Quali sono, secondo l’Accademia, i canoni cui la cucina italiana non può derogare?
“Innanzitutto il buongusto. Poi rispettare gli ingredienti: è inutile mettere nel piatto il cappero di Pantelleria o l’acciuga del Cantabrico e non avere la possibilità di riconoscerli al gusto. Il cuoco non deve travisare o alterare il sapore della materia prima ed è necessario che sappia rendere riconoscibile una ricetta tradizionale; per esempio, un’ottima carbonara può anche non essere fatta come quella delle trattorie romane, però è opportuno che ne ricordi il gusto”.
È opinione comune che non sia possibile codificare la cucina italiana…
“Non si può. La cucina italiana in quanto tale non esiste, per questo la nostra si chiama Accademia Italiana della Cucina e non Accademia della Cucina Italiana. La nostra non è nemmeno una cucina regionale, ma territoriale, perché spostandoci di pochi chilometri cambiano ricette e tradizioni. Io sono toscano, ma a Firenze c’è la ribollita e a Livorno c’è il cacciucco. Spesso l’Accademia è accusata di ingessare la cucina perché abbiamo depositato alcune ricette, ma lo facciamo soltanto per preservare il patrimonio storico, non certo perché tutti debbano eseguirle pedissequamente”.
Quali sono oggi gli obiettivi dell’Accademia Italiana della Cucina?
“Gli stessi del fondatore Orio Vergani: tutelare (quindi mantenere) e valorizzare (che significa andare avanti) la cucina italiana. L’altro grande obiettivo è far riconoscere la valenza della cucina italiana a livello europeo e dell’Unesco. Il riconoscimento Unesco alla “Dieta Mediterranea” come Patrimonio culturale immateriale dell’umanità è per tutti i Paesi che si affacciano sul Mediterraneo. Noi italiani non siamo stati capaci di sfruttare gli studi che l’americano Ancel Keys ha fatto in Calabria. Anche quello che si crede un riconoscimento alla pizza è, invece, all’arte del pizzaiuolo napoletano”.
Essendo improbabile un riconoscimento alla “cucina italiana”, cos’è che potrebbe avere chance di riconoscimento?
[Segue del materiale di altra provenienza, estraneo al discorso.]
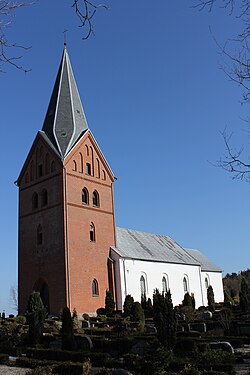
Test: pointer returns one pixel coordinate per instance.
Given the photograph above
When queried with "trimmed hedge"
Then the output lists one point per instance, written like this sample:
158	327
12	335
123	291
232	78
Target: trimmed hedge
58	355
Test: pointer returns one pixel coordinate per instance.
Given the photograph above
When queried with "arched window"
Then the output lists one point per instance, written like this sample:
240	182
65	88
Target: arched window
206	282
53	166
74	166
164	284
41	151
40	170
47	163
34	201
143	286
95	198
88	168
95	289
87	150
98	168
81	163
39	233
92	232
44	198
31	170
185	284
85	196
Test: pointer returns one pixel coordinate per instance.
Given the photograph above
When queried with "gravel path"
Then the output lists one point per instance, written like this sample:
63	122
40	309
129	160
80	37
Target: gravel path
6	370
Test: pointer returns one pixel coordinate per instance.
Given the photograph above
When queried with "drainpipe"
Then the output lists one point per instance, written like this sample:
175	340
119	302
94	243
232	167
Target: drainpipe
66	240
202	297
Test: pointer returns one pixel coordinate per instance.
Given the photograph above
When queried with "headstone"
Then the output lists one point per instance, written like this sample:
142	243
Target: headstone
56	344
200	327
85	324
119	371
83	343
206	315
140	347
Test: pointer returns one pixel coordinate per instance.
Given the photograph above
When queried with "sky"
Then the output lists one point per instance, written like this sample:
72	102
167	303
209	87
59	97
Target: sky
156	100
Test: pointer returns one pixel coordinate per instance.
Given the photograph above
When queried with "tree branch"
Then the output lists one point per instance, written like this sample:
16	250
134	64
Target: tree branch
85	11
233	162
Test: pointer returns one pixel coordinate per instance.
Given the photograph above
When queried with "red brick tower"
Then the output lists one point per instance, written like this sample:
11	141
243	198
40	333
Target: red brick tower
66	208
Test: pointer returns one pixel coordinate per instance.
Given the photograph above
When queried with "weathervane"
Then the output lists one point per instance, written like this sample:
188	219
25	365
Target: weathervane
64	36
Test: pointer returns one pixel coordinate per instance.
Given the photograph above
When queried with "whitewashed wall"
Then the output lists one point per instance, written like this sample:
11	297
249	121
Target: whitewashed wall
131	271
215	280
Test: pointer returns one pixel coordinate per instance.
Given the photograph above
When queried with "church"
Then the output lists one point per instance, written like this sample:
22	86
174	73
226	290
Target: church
69	248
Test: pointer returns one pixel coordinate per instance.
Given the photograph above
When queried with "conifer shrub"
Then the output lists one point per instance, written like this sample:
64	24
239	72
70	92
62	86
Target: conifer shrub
187	301
109	303
67	330
128	304
244	295
35	316
164	318
210	298
137	315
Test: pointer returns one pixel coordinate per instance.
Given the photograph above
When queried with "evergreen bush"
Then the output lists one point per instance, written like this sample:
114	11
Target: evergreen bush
244	295
127	307
137	315
210	298
109	303
164	318
67	330
35	316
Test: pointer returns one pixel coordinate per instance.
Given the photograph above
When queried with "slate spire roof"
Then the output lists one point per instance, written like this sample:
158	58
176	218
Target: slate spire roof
65	121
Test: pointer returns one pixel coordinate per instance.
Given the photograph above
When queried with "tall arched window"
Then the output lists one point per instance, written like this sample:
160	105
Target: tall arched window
95	199
95	289
34	201
88	168
39	234
185	284
31	170
81	163
74	166
87	150
53	166
44	198
85	196
143	286
98	168
207	283
164	284
92	236
47	163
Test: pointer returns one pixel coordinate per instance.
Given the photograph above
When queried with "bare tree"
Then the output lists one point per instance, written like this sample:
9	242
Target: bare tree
233	161
85	11
8	49
236	66
14	297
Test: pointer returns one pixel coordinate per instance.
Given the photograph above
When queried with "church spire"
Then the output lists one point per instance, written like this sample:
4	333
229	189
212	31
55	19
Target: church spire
65	121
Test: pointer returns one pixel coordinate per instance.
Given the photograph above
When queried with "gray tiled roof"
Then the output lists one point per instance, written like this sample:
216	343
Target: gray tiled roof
206	264
65	121
152	247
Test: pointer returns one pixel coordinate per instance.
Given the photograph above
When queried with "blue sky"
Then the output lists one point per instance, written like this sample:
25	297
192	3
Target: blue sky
156	100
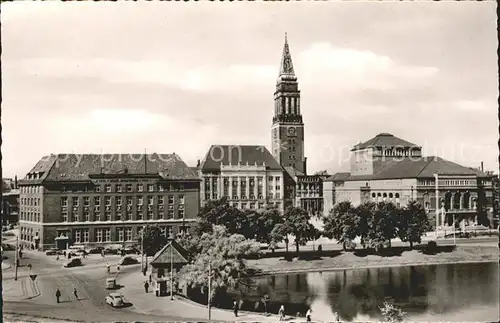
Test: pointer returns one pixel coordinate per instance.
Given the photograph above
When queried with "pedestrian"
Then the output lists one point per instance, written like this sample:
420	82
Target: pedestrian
281	313
235	308
308	315
58	295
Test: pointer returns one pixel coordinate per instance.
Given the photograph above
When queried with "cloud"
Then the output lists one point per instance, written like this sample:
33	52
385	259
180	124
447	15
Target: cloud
350	69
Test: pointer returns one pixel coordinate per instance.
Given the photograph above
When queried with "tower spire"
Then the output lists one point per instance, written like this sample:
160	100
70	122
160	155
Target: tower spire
286	60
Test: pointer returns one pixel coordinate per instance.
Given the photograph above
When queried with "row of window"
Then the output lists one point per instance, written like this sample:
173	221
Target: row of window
109	188
123	216
215	196
448	182
75	200
30	201
121	234
30	216
253	205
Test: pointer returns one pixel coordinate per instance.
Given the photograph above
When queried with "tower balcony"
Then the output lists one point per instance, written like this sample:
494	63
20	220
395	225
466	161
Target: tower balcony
288	118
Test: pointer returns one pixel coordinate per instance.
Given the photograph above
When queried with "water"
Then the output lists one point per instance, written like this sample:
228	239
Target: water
459	292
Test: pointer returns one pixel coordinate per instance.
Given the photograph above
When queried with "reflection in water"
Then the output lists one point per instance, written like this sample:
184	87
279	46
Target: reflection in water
436	292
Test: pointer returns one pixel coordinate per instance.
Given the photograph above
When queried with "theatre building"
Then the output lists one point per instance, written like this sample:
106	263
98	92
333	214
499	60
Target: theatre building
106	199
387	168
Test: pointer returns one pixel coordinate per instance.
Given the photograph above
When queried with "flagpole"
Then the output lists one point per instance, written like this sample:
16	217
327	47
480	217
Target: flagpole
171	271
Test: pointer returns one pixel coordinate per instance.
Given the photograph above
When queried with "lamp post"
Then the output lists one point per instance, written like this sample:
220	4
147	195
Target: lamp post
142	248
171	269
436	177
209	287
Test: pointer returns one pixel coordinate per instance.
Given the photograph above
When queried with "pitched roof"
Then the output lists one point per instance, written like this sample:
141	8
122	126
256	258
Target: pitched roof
234	154
423	167
178	253
74	167
384	140
293	172
338	177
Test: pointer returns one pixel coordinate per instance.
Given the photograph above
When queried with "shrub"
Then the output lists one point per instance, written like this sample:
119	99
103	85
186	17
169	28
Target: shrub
392	313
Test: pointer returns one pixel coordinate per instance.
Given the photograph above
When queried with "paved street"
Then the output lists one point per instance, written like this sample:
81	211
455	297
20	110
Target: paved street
37	298
26	297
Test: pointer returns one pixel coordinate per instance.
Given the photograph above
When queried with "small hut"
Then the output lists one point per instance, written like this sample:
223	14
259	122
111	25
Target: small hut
171	257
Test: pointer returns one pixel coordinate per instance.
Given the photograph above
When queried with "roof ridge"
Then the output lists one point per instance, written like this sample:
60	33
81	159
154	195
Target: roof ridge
426	164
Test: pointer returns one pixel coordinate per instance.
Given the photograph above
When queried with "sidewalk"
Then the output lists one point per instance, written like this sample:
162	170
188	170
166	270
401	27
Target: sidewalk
150	304
22	289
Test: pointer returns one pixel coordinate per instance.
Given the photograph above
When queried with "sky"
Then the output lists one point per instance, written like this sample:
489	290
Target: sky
124	77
“Di sicuro la pasta che, all’estero, identifica la cucina italiana la quale, nei ristoranti dei grandi alberghi, ha soppiantato quella francese. A far riconoscere che si è in presenza di un ristorante italiano è la scansione del menu con un antipasto, un primo e un secondo e l’inserimento in carta di una pasta o di un risotto”.